Отчаливала и уходила в недоступность Латвия — с ее привычным, повторяющимся каждый год, сладостно-прохладным летом на Рижском взморье; с этим высоким небом и громоздящимися глыбами облаков над уже болеющим, теряющим прозрачность и все еще прекрасным заливом; с этими соблазнительными купаньями по утрам, когда стремительно — долой куртки и свитера — летишь в холодную воду, а потом, смеясь, в каплях воды на загоревшейся коже, мимо тепло одетых рабочих, грузящих водоросли на автоплатформы, снова бегом — к махровым полотенцам, курткам и свитерам...
Уходила и грозила стать недоступной — навсегда — вечно влекущая Рига, эта Россия и не Россия, с готикой ее крыш и флюгеров, с неулыбчивыми, сдержанными, аккуратными латышами, с запахом кофе и обязательных горячих булочек по утрам и — незримым присутствием Елены Сергеевны Булгаковой — Маргариты...
С чем можно сравнить прогулку по городу с человеком, который знает и любит город? Так когда-то водил меня по Владикавказу знаменитый осетинский Отелло — несравненный Владимир Тхапсаев. И мелкий, узкий Терек вдруг смотрелся сильной и бурной рекой... и тощий бульвар оказывался тенистым... и замкнутый горами, сохранивший печать булгаковского отчаяния Владикавказ — загадочным, даже романтичным....
Теперь, в это последнее для нас рижское лето, по влажному и чистому парку в центре города нас водил немногословный рижанин... Останавливался у недавно положенных надгробных камней... Вот здесь погибли журналисты телевидения... Здесь подстрелен подросток... Здесь двое...
На магазинах меняли вывески: исчезала кириллица, воцарялась латиница... И латыши уже демонстративно не понимали по-русски, и становилось все труднее обратиться к незнакомому — к прохожему, к продавщице в магазине, к служащей в библиотеке, — а вдруг не ответят...
Рига наполнялась печалью. Рига уходила из России, оскорбленная и непрощающая. А Елена Сергеевна — Люся Нюренберг, родившаяся в этом городе в конце XIX столетия, — все равно оставалась здесь. Она казалась мне душою этого города, его добрым божеством, и было странно, что рижане не догадываются об этом, что в городе нет зримого памятника, посвященного ей, какого-нибудь легкого бронзового изваяния, подобного копенгагенской Русалочке. Не на площади, конечно, — где-нибудь в тихом, благоуханном сквере, где у подножия памятника играют дети...

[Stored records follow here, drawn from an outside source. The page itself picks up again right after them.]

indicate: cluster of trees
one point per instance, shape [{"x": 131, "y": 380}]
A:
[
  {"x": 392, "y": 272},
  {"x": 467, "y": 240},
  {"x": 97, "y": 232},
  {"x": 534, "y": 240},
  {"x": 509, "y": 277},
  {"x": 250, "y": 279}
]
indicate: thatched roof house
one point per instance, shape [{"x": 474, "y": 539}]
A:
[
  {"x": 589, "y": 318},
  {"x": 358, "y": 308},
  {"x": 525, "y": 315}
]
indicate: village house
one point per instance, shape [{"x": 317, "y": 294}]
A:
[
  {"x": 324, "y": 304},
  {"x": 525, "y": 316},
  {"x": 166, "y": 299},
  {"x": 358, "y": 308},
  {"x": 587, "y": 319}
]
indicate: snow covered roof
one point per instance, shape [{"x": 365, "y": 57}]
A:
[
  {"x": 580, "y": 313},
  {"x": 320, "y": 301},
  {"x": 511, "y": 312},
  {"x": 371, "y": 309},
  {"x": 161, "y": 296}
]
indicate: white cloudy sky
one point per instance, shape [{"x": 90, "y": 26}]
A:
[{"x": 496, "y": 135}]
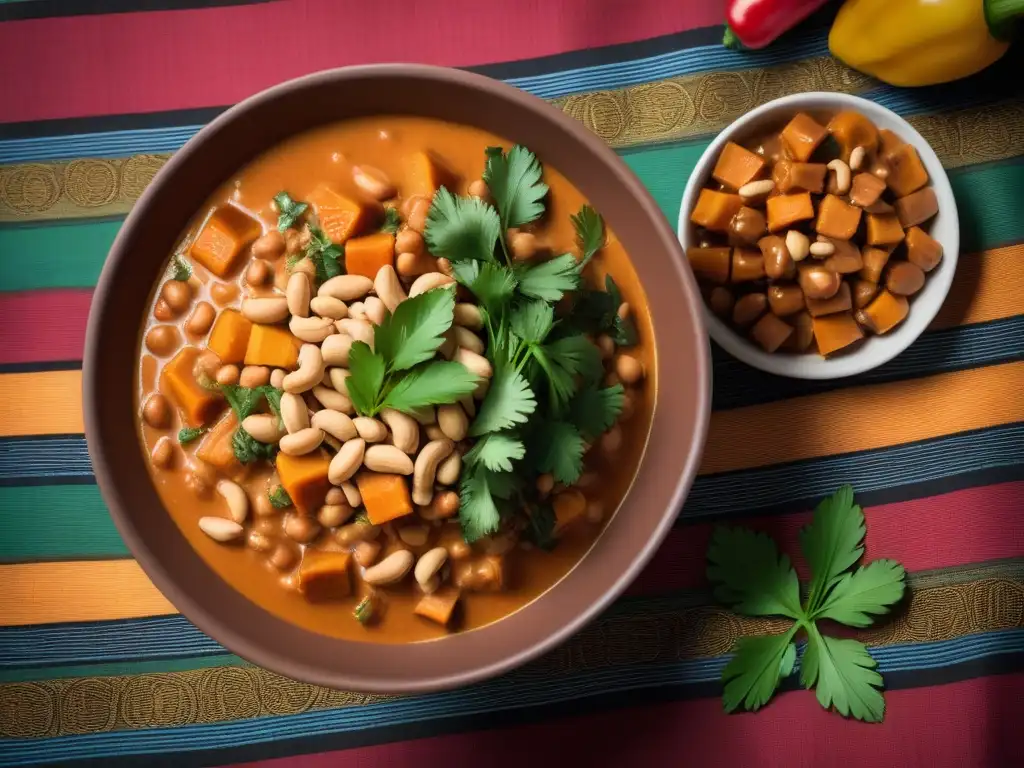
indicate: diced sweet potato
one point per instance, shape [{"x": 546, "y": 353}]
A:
[
  {"x": 715, "y": 210},
  {"x": 784, "y": 210},
  {"x": 229, "y": 336},
  {"x": 438, "y": 607},
  {"x": 836, "y": 332},
  {"x": 272, "y": 346},
  {"x": 906, "y": 172},
  {"x": 923, "y": 250},
  {"x": 222, "y": 240},
  {"x": 851, "y": 129},
  {"x": 802, "y": 136},
  {"x": 384, "y": 496},
  {"x": 885, "y": 312},
  {"x": 916, "y": 207},
  {"x": 710, "y": 263},
  {"x": 837, "y": 218},
  {"x": 770, "y": 332},
  {"x": 341, "y": 217},
  {"x": 325, "y": 576},
  {"x": 177, "y": 381},
  {"x": 865, "y": 189},
  {"x": 736, "y": 166},
  {"x": 304, "y": 477},
  {"x": 368, "y": 254},
  {"x": 884, "y": 229}
]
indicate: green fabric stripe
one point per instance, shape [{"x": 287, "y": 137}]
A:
[
  {"x": 71, "y": 255},
  {"x": 52, "y": 522}
]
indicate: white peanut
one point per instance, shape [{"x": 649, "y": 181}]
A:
[
  {"x": 297, "y": 295},
  {"x": 429, "y": 282},
  {"x": 387, "y": 459},
  {"x": 309, "y": 373},
  {"x": 347, "y": 461},
  {"x": 220, "y": 528},
  {"x": 302, "y": 441},
  {"x": 238, "y": 502},
  {"x": 335, "y": 423},
  {"x": 392, "y": 568},
  {"x": 265, "y": 310},
  {"x": 426, "y": 467},
  {"x": 388, "y": 287},
  {"x": 346, "y": 287},
  {"x": 404, "y": 430}
]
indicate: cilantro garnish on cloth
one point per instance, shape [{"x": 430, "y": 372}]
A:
[{"x": 750, "y": 574}]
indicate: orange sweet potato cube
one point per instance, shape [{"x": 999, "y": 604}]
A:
[
  {"x": 304, "y": 477},
  {"x": 340, "y": 217},
  {"x": 229, "y": 336},
  {"x": 272, "y": 346},
  {"x": 177, "y": 381},
  {"x": 222, "y": 240}
]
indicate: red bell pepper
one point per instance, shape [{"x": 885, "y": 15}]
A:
[{"x": 757, "y": 23}]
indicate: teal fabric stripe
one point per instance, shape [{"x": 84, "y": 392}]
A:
[{"x": 526, "y": 687}]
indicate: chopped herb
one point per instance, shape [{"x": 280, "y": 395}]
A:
[
  {"x": 750, "y": 574},
  {"x": 187, "y": 434},
  {"x": 289, "y": 211}
]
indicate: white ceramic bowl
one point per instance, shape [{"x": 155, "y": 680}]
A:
[{"x": 875, "y": 350}]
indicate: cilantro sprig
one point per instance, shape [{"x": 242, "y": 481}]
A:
[{"x": 750, "y": 574}]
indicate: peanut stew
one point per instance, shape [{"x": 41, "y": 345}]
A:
[
  {"x": 397, "y": 378},
  {"x": 860, "y": 193}
]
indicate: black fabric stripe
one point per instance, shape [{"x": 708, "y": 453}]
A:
[
  {"x": 49, "y": 8},
  {"x": 987, "y": 667}
]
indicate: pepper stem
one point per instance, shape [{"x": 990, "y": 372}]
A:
[{"x": 1000, "y": 15}]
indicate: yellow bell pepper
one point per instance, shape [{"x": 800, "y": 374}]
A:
[{"x": 922, "y": 42}]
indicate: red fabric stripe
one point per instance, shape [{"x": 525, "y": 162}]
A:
[
  {"x": 135, "y": 62},
  {"x": 971, "y": 723},
  {"x": 43, "y": 326},
  {"x": 923, "y": 534}
]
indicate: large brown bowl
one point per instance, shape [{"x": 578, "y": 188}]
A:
[{"x": 136, "y": 259}]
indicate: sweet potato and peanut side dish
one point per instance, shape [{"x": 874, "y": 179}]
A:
[
  {"x": 812, "y": 236},
  {"x": 389, "y": 387}
]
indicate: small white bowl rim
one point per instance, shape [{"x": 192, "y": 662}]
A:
[{"x": 875, "y": 350}]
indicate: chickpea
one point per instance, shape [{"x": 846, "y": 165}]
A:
[
  {"x": 201, "y": 320},
  {"x": 177, "y": 294},
  {"x": 157, "y": 412},
  {"x": 162, "y": 340},
  {"x": 227, "y": 375},
  {"x": 409, "y": 241},
  {"x": 254, "y": 376},
  {"x": 163, "y": 453},
  {"x": 269, "y": 246}
]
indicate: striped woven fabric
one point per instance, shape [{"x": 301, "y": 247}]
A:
[{"x": 97, "y": 667}]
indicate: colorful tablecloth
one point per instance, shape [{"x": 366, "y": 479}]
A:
[{"x": 96, "y": 666}]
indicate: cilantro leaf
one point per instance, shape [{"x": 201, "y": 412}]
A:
[
  {"x": 754, "y": 673},
  {"x": 497, "y": 451},
  {"x": 870, "y": 589},
  {"x": 433, "y": 384},
  {"x": 461, "y": 228},
  {"x": 844, "y": 676},
  {"x": 551, "y": 280},
  {"x": 558, "y": 448},
  {"x": 532, "y": 321},
  {"x": 509, "y": 401},
  {"x": 187, "y": 434},
  {"x": 750, "y": 573},
  {"x": 590, "y": 232},
  {"x": 366, "y": 377},
  {"x": 289, "y": 211},
  {"x": 833, "y": 543},
  {"x": 594, "y": 411},
  {"x": 515, "y": 182},
  {"x": 414, "y": 332}
]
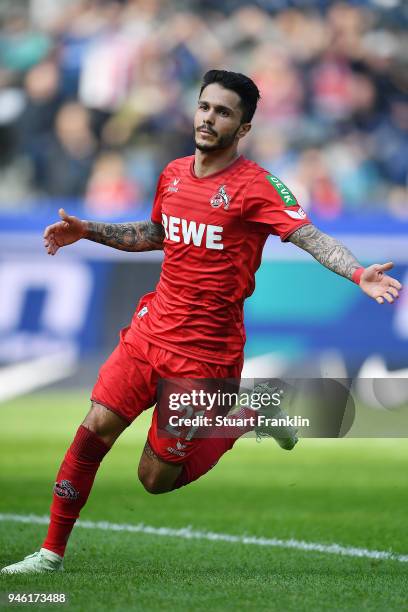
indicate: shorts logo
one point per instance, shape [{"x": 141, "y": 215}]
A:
[
  {"x": 220, "y": 198},
  {"x": 66, "y": 489},
  {"x": 142, "y": 312},
  {"x": 296, "y": 214},
  {"x": 173, "y": 451}
]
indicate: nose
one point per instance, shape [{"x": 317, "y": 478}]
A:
[{"x": 209, "y": 117}]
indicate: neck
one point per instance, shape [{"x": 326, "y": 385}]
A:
[{"x": 206, "y": 163}]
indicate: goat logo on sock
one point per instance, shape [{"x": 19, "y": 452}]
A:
[{"x": 66, "y": 489}]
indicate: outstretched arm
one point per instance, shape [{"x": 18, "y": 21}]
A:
[
  {"x": 336, "y": 257},
  {"x": 136, "y": 236}
]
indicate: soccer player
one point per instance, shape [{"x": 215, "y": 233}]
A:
[{"x": 212, "y": 214}]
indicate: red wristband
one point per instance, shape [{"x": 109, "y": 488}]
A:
[{"x": 357, "y": 275}]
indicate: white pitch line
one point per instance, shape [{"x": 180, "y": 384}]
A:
[{"x": 187, "y": 533}]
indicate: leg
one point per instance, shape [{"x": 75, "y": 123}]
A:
[
  {"x": 76, "y": 475},
  {"x": 156, "y": 475},
  {"x": 162, "y": 470}
]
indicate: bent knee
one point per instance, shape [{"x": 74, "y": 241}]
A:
[
  {"x": 104, "y": 423},
  {"x": 153, "y": 483},
  {"x": 156, "y": 480}
]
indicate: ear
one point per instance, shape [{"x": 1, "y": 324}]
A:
[{"x": 243, "y": 130}]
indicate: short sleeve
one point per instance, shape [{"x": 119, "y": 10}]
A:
[
  {"x": 157, "y": 202},
  {"x": 270, "y": 202}
]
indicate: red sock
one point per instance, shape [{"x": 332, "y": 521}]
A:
[{"x": 74, "y": 482}]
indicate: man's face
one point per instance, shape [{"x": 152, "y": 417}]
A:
[{"x": 217, "y": 122}]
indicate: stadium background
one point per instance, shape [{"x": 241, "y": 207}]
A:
[{"x": 95, "y": 98}]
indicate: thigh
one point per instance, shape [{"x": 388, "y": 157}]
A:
[
  {"x": 178, "y": 450},
  {"x": 126, "y": 383}
]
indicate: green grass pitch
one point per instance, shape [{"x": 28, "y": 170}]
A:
[{"x": 349, "y": 492}]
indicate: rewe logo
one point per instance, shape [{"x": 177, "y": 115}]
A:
[{"x": 190, "y": 232}]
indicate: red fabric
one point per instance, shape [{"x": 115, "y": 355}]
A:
[
  {"x": 128, "y": 380},
  {"x": 75, "y": 479},
  {"x": 215, "y": 229},
  {"x": 207, "y": 456},
  {"x": 356, "y": 277}
]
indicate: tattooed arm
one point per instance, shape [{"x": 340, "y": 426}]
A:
[
  {"x": 327, "y": 250},
  {"x": 336, "y": 257},
  {"x": 137, "y": 236}
]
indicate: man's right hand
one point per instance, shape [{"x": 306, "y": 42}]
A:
[{"x": 67, "y": 231}]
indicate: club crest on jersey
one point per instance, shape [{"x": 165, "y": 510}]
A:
[
  {"x": 174, "y": 185},
  {"x": 220, "y": 198}
]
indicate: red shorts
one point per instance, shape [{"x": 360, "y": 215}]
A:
[{"x": 128, "y": 380}]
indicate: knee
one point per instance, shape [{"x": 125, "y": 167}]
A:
[
  {"x": 104, "y": 423},
  {"x": 152, "y": 482}
]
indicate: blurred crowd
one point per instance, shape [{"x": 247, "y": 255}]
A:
[{"x": 97, "y": 96}]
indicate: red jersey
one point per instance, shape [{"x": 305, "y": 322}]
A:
[{"x": 215, "y": 229}]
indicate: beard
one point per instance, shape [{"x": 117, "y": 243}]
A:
[{"x": 222, "y": 142}]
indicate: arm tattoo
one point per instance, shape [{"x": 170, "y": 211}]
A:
[
  {"x": 327, "y": 250},
  {"x": 137, "y": 236}
]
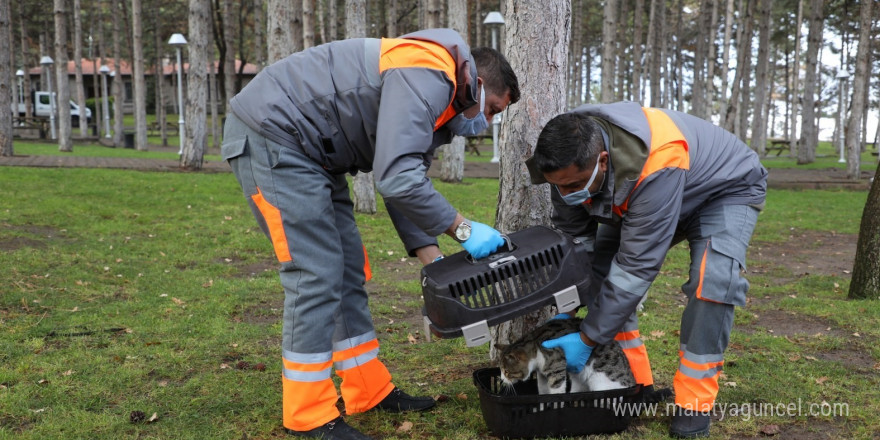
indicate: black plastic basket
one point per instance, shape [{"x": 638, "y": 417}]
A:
[
  {"x": 539, "y": 267},
  {"x": 521, "y": 412}
]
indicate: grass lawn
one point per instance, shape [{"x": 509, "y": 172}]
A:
[{"x": 128, "y": 294}]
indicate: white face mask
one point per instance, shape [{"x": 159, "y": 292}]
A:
[
  {"x": 463, "y": 126},
  {"x": 578, "y": 197}
]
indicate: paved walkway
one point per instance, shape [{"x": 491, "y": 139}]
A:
[{"x": 778, "y": 178}]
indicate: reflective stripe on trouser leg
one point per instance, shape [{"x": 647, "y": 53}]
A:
[
  {"x": 718, "y": 241},
  {"x": 630, "y": 341},
  {"x": 309, "y": 396},
  {"x": 323, "y": 279},
  {"x": 365, "y": 380}
]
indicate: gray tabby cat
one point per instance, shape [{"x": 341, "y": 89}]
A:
[{"x": 607, "y": 369}]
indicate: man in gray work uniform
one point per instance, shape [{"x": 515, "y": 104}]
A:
[
  {"x": 296, "y": 130},
  {"x": 653, "y": 178}
]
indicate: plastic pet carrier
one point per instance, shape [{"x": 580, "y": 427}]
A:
[
  {"x": 520, "y": 412},
  {"x": 539, "y": 267}
]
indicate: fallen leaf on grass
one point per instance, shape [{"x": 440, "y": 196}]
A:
[
  {"x": 405, "y": 426},
  {"x": 770, "y": 429}
]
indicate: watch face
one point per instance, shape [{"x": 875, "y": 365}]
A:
[{"x": 463, "y": 231}]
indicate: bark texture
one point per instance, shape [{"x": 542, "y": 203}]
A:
[{"x": 537, "y": 37}]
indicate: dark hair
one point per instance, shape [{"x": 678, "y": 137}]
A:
[
  {"x": 496, "y": 72},
  {"x": 569, "y": 138}
]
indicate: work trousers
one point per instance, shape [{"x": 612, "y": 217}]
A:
[
  {"x": 718, "y": 238},
  {"x": 307, "y": 214}
]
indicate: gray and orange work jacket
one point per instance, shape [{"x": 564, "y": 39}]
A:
[
  {"x": 664, "y": 168},
  {"x": 371, "y": 104}
]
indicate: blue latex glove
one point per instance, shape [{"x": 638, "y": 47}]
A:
[
  {"x": 483, "y": 241},
  {"x": 576, "y": 352}
]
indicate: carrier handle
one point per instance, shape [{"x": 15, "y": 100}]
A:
[{"x": 508, "y": 247}]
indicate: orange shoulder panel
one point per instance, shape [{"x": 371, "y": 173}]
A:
[{"x": 403, "y": 53}]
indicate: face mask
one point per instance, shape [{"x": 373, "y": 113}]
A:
[
  {"x": 463, "y": 126},
  {"x": 578, "y": 197}
]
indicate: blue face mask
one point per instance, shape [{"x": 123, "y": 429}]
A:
[
  {"x": 578, "y": 197},
  {"x": 463, "y": 126}
]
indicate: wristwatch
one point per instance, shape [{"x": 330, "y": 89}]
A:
[{"x": 463, "y": 231}]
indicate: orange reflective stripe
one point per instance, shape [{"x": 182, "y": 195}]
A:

Михаил Булгаков называл ее королевой.
Только двух женщин в своей жизни называл так: свою мать и потом — третью свою жену, Елену Сергеевну Булгакову.
Женат был трижды. Все три женщины, поочередно носившие его имя, были прекрасны, женственны, благородны и заслуживали восхищения и любви. И в каждую из них — поочередно — он был влюблен. Но королевой назвал только одну из них.
Обе королевы — с этим высоким их титулом — отразились в зеркалах его прозы. «Мама, светлая королева» — в «Белой гвардии». «Светлая королева Марго», «королева моя французская» — в «Мастере и Маргарите».
В сочинениях Михаила Булгакова, как известно, глубоки и парадоксальны связи с русской и мировой классикой, с Данте и Гете, с Ветхим и Новым Заветом. А титулы «светлая королева» и «светлая королева Марго» — оба — восходят к чтению детства, к книгам, простодушным и, оказывается, бессмертным, как детство. «Мама, светлая королева» — к сказке Андерсена о Снежной королеве. «Светлая королева Марго» — к роману Александра Дюма-отца «Королева Марго».
Маргарита — москвичка Маргарита Николаевна в романе «Мастер и Маргарита» — приглашена быть «хозяйкой», «королевой» на великом весеннем балу у Сатаны. «Сто двадцать одну Маргариту обнаружили мы в Москве, и, верите ли, — тут Коровьев с отчаянием хлопнул себя по ляжке, — ни одна не подходит!»
Эта — достойна. Она не только очаровательно женственна и красива. Она исполнена королевского достоинства и по-королевски же бесстрашна. «Да и при том вы сами — королевской крови», — говорит Коровьев.
«— Почему королевской крови? — испуганно шепнула Маргарита, прижимаясь к Коровьеву.
— Ах, королева, — игриво трещал Коровьев, — вопросы крови — самые сложные вопросы в мире! И если бы расспросить некоторых прабабушек и в особенности тех из них, что пользовались репутацией смиренниц, удивительнейшие тайны открылись бы, уважаемая Маргарита Николаевна... Намекну: одна из французских королев, жившая в шестнадцатом веке, надо полагать, очень изумилась бы, если бы кто-нибудь сказал ей, что ее прелестную прапра-праправнучку я по прошествии многих лет буду вести под руку в Москве по бальным залам».